Usage
h2o.kmeans(training_frame, x, k, model_id, ignore_const_cols = TRUE,
max_iterations = 1000, standardize = TRUE, init = c("Furthest",
"Random", "PlusPlus"), seed, nfolds = 0, fold_column = NULL,
fold_assignment = c("AUTO", "Random", "Modulo"),
keep_cross_validation_predictions = FALSE, max_runtime_secs = 0)
Arguments
training_frame
An H2OFrame object containing the
variables in the model.
x
(Optional) A vector containing the data columns on
which k-means operates.
k
The number of clusters. Must be between 1 and
1e7 inclusive. k may be omitted if the user specifies the
initial centers in the init parameter. If k is not omitted,
in this case, then it should be equal to the number of
user-specified centers.
model_id
(Optional) The unique id assigned to the resulting model.
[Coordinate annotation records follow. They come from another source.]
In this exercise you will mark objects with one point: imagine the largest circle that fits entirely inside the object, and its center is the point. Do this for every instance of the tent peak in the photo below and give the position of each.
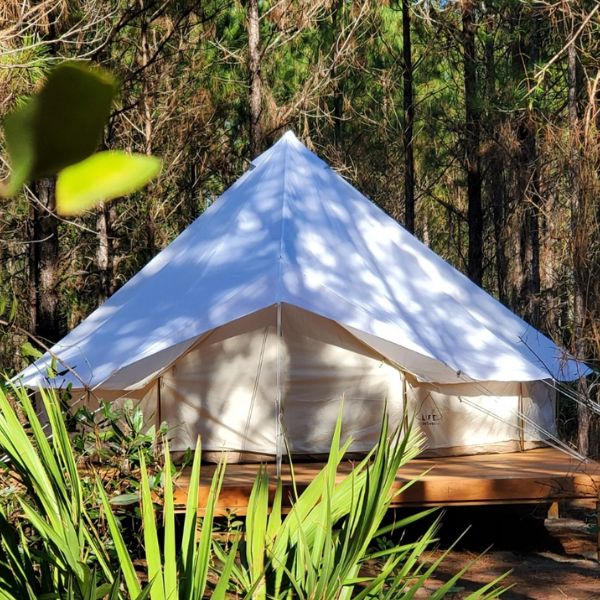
(290, 137)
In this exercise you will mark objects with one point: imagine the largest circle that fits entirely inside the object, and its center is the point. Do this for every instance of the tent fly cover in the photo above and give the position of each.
(291, 239)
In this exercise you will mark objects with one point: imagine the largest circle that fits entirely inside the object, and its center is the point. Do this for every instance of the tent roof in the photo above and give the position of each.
(291, 230)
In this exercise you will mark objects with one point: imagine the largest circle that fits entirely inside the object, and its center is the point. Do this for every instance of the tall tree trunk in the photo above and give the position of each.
(104, 255)
(530, 242)
(472, 133)
(578, 241)
(496, 166)
(409, 117)
(254, 79)
(146, 108)
(44, 264)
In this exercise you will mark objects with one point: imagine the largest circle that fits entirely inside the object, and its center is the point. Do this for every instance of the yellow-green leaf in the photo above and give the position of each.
(102, 177)
(59, 126)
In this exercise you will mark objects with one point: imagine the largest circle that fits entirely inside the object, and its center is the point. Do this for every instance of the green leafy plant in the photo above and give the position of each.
(58, 541)
(57, 131)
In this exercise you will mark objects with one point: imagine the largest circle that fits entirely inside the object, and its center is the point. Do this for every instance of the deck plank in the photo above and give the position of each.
(540, 475)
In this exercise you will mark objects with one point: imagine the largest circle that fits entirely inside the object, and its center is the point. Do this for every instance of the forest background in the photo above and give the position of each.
(475, 124)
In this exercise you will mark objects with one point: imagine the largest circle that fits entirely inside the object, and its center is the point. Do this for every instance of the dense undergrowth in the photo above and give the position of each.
(90, 515)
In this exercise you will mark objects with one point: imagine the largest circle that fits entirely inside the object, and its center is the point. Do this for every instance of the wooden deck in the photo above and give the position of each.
(534, 476)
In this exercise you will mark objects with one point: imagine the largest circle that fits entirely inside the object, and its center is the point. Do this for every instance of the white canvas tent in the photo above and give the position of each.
(293, 290)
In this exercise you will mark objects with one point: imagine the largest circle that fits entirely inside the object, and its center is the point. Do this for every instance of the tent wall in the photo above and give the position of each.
(452, 425)
(224, 388)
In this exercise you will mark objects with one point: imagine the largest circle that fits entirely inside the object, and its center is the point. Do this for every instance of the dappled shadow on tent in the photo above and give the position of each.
(291, 230)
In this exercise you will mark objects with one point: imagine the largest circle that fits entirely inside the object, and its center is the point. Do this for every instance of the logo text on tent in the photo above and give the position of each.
(429, 413)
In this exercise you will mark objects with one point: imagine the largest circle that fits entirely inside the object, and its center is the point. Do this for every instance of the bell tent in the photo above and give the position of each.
(292, 291)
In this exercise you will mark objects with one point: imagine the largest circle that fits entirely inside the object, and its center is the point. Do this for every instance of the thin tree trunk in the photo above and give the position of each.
(104, 254)
(44, 262)
(496, 166)
(472, 131)
(147, 128)
(531, 222)
(254, 79)
(409, 117)
(578, 241)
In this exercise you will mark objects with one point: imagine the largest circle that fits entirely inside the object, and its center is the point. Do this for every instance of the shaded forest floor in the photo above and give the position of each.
(549, 558)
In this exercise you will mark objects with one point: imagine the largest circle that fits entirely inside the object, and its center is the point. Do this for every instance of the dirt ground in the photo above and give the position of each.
(549, 558)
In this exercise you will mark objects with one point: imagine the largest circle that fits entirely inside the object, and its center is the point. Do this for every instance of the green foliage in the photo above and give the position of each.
(57, 131)
(59, 126)
(58, 544)
(102, 176)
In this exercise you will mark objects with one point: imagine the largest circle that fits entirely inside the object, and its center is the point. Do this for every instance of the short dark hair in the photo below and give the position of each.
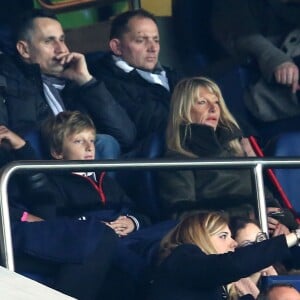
(119, 25)
(264, 295)
(24, 23)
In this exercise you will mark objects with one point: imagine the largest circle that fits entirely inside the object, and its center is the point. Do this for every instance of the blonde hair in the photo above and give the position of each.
(194, 229)
(197, 229)
(185, 95)
(57, 128)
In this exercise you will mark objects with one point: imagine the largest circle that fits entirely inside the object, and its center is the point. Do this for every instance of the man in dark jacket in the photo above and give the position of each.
(44, 78)
(134, 76)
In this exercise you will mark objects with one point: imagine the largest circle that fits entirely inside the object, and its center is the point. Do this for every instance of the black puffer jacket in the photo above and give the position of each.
(25, 107)
(230, 190)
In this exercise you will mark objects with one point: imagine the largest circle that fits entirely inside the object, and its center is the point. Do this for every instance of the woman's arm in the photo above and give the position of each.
(189, 265)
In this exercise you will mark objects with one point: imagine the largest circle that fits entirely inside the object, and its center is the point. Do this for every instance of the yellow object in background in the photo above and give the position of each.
(158, 7)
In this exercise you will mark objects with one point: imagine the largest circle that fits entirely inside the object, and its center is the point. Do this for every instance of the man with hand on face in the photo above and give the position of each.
(134, 76)
(45, 78)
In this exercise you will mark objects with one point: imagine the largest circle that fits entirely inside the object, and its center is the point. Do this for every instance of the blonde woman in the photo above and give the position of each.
(201, 126)
(199, 260)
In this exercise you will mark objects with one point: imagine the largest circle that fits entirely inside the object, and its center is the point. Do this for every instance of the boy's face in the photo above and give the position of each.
(78, 146)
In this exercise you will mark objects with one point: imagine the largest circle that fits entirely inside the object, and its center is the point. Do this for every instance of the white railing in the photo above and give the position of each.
(257, 165)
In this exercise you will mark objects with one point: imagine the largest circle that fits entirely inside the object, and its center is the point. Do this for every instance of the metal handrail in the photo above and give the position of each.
(257, 165)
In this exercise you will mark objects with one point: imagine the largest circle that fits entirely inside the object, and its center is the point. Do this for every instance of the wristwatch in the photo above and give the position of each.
(297, 232)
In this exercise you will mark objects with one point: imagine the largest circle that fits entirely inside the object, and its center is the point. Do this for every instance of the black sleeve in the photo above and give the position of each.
(125, 205)
(189, 265)
(109, 117)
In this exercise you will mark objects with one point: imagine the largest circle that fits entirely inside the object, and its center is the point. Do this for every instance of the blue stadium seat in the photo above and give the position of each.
(267, 281)
(141, 186)
(288, 145)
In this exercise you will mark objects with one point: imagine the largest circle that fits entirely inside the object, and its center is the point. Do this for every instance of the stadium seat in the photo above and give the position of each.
(141, 185)
(288, 145)
(267, 281)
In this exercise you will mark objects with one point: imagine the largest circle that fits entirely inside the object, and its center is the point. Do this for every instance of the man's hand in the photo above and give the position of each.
(10, 138)
(75, 67)
(288, 74)
(122, 226)
(33, 218)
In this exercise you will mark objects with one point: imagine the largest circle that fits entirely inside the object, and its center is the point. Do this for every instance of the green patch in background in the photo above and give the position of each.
(88, 16)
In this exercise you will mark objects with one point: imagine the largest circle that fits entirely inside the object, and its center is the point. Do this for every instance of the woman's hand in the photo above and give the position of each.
(33, 218)
(246, 286)
(122, 225)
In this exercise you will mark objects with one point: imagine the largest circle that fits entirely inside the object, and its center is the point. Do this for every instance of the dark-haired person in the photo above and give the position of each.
(44, 78)
(200, 260)
(133, 75)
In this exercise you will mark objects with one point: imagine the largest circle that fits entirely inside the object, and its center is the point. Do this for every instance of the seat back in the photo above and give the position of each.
(267, 281)
(141, 186)
(288, 144)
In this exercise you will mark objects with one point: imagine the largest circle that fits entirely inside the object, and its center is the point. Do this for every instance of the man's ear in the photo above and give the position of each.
(23, 49)
(115, 46)
(56, 155)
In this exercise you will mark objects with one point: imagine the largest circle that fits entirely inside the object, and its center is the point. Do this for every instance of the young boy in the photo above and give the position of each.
(69, 255)
(83, 195)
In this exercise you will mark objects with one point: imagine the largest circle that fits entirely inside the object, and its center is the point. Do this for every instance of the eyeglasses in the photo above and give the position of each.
(261, 236)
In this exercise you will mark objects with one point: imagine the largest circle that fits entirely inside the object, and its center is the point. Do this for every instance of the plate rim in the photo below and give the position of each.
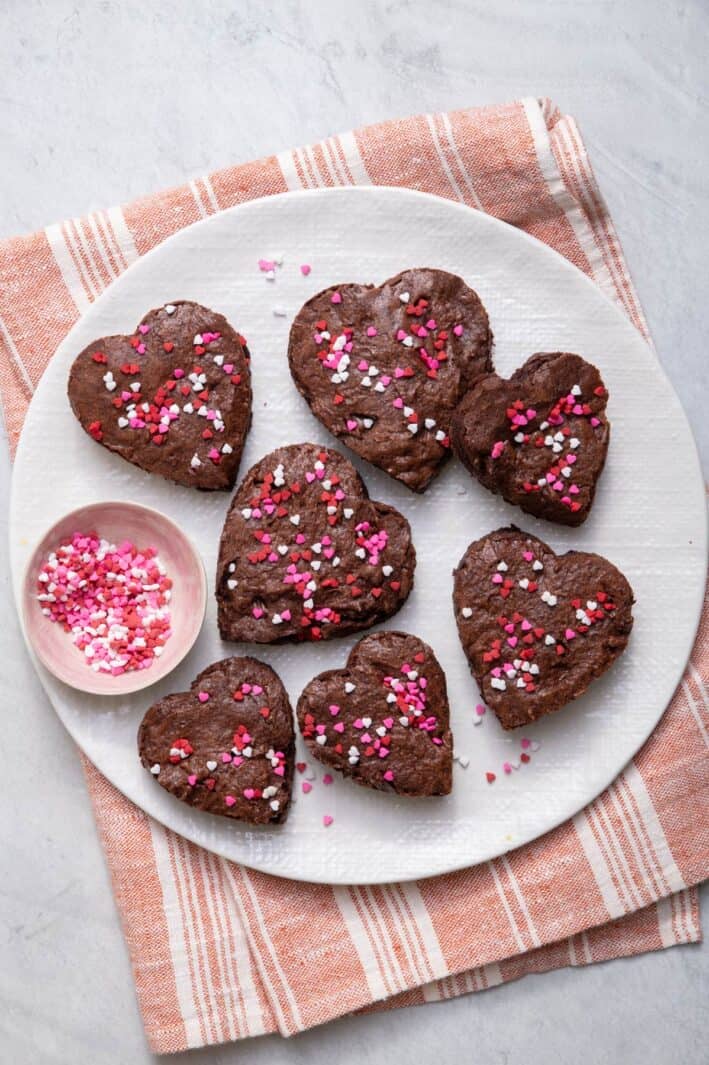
(484, 219)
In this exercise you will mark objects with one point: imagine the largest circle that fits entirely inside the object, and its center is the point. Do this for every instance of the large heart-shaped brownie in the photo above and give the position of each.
(383, 367)
(227, 746)
(383, 720)
(539, 439)
(306, 555)
(174, 398)
(538, 627)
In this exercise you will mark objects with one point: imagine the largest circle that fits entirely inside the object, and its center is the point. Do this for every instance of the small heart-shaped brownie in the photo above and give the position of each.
(306, 555)
(383, 720)
(175, 398)
(538, 627)
(383, 367)
(227, 746)
(539, 439)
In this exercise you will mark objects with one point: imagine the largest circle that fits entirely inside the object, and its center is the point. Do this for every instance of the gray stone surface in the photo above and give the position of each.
(199, 85)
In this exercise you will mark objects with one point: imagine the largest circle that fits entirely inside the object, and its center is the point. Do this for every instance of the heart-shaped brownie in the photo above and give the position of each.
(383, 367)
(306, 555)
(227, 746)
(539, 439)
(383, 720)
(538, 627)
(175, 398)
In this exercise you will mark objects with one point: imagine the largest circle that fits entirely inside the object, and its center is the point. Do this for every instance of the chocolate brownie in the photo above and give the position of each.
(383, 367)
(227, 746)
(383, 720)
(539, 439)
(306, 555)
(538, 627)
(174, 398)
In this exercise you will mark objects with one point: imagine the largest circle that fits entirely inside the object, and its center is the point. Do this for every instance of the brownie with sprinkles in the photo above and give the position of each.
(382, 367)
(538, 627)
(539, 438)
(306, 554)
(172, 398)
(227, 746)
(383, 719)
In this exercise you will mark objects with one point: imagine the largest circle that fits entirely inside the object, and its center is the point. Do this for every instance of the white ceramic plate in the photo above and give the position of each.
(648, 519)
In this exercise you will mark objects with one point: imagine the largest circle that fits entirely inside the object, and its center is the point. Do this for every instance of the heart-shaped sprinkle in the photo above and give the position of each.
(249, 758)
(421, 361)
(409, 753)
(512, 656)
(511, 435)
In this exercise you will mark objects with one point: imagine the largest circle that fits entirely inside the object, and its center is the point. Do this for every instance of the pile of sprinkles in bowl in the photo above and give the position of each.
(112, 597)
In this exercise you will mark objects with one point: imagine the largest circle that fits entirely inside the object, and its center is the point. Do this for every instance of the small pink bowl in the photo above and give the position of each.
(116, 522)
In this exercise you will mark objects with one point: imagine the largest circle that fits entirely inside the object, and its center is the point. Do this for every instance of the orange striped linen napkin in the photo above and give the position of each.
(220, 952)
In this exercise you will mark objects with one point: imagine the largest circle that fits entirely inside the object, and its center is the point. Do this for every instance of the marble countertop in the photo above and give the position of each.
(199, 86)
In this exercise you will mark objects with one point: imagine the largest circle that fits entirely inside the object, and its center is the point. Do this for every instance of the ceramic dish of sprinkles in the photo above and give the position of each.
(396, 297)
(113, 599)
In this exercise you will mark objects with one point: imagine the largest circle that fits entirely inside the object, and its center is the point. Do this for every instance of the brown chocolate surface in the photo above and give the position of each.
(174, 398)
(538, 627)
(231, 753)
(306, 555)
(383, 367)
(383, 719)
(540, 439)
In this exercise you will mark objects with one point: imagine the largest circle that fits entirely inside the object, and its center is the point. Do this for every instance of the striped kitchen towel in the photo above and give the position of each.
(220, 952)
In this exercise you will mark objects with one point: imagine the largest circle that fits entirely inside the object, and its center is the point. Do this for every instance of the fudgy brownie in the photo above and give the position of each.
(540, 439)
(174, 398)
(538, 627)
(383, 366)
(306, 555)
(227, 746)
(383, 720)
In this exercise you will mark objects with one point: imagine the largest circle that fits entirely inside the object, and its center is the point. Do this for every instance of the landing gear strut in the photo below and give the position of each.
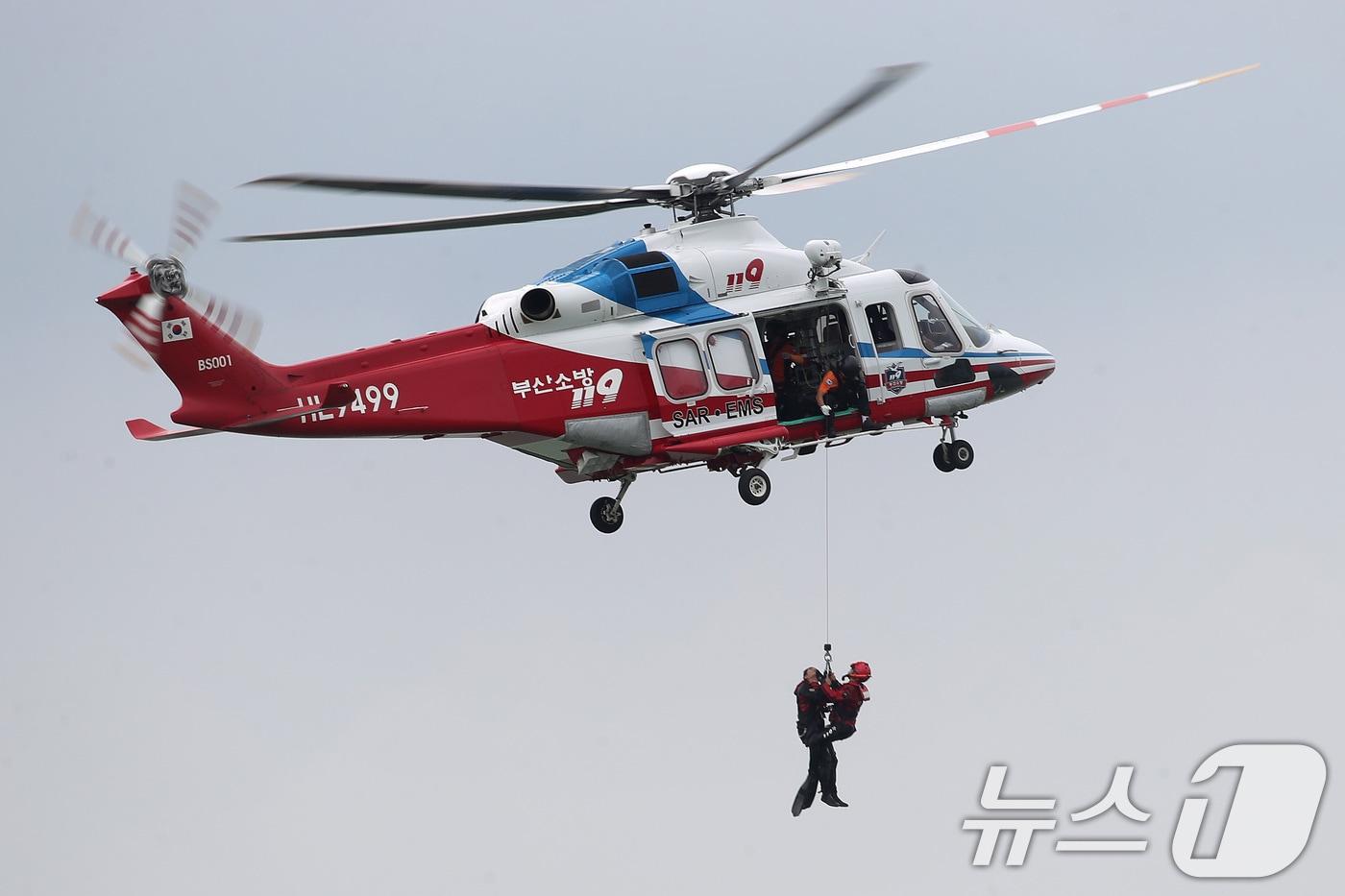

If
none is given, an id will automatically be generated.
ignore_const_cols
A logical value indicating whether or not to ignore all the constant columns in the training frame.
max_iterations
The maximum number of iterations allowed. Must be between 0
standardize
Logical, indicates whether the data should be
standardized before running k-means.
init
A character string that selects the initial set of k cluster
centers. Possible values are "Random": for random initialization,
"PlusPlus": for k-means plus initialization, or "Furthest": for
initialization at the furthest point from each successive center
seed
(Optional) Random seed used to initialize the cluster centroids.
nfolds
(Optional) Number of folds for cross-validation. If nfolds >= 2
, then validation
must remain empty.
fold_column
(Optional) Column with cross-validation fold index assignment per observation
fold_assignment
Cross-validation fold assignment scheme, if fold_column is not specified
Must be "AUTO", "Random" or "Modulo"
keep_cross_validation_predictions
Whether to keep the predictions of the cross-validation models
max_runtime_secs
Maximum allowed runtime in seconds for model training. Use 0 to disable.